Now, obviously, I know it's important to have a focus--and the narrower the better, but I want to know why young adults in Italy are the way they are--what's important to them, what motivates them, what scares them. Maybe sticking with research on values and gender roles is a great because it ties so well into daily life, but maybe it's not. I don't want to miss out on something important because I'm so focused on finding something specific. Maybe I'll write a paper (I definitely will for my class), but maybe I want to do more of a documentary. Not that I have film experience, but then again--neither did most of those whose film clips from YouTube made the video...
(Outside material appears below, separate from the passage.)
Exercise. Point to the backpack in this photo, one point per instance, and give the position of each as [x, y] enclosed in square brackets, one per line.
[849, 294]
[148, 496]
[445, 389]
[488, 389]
I feel like I'm always at square one with my project, but maybe I should stop looking at it like a 100m sprint with a sure beginning and sure end. Maybe it's more an open field--I can run 100 meters, or even 10, in any direction I want, and no matter what direction or how far I go, I'm no closer to the start or the finish--I've just learned a little bit more about that specific spot. I think there's a lot of beauty in that. It's all knowledge (or land in this analogy), right? Maybe the hours I've spent doing research on cohabitation, premarital perceptions, values, or gender roles will come in handy when I'm in Italy, maybe they won't. Maybe I'll create an amazing documentary, maybe I'll publish a great paper, and--then again--maybe I won't. All I know is that I have 90 days in Italy and I am going to spend it doing something I am passionate about.  I don't want to spend time stressing over something that I'm not. I'll have plenty of time in the future to do survey research--and I'm excited for that, honestly--but I want to take advantage of being in Italy and focus my time and energy on something that I wouldn't be able to do from home. I'm passionate about watching people, talking with them, and learning to better understand them. So, I'm studying what I'm passionate about by asking them what they're passionate about.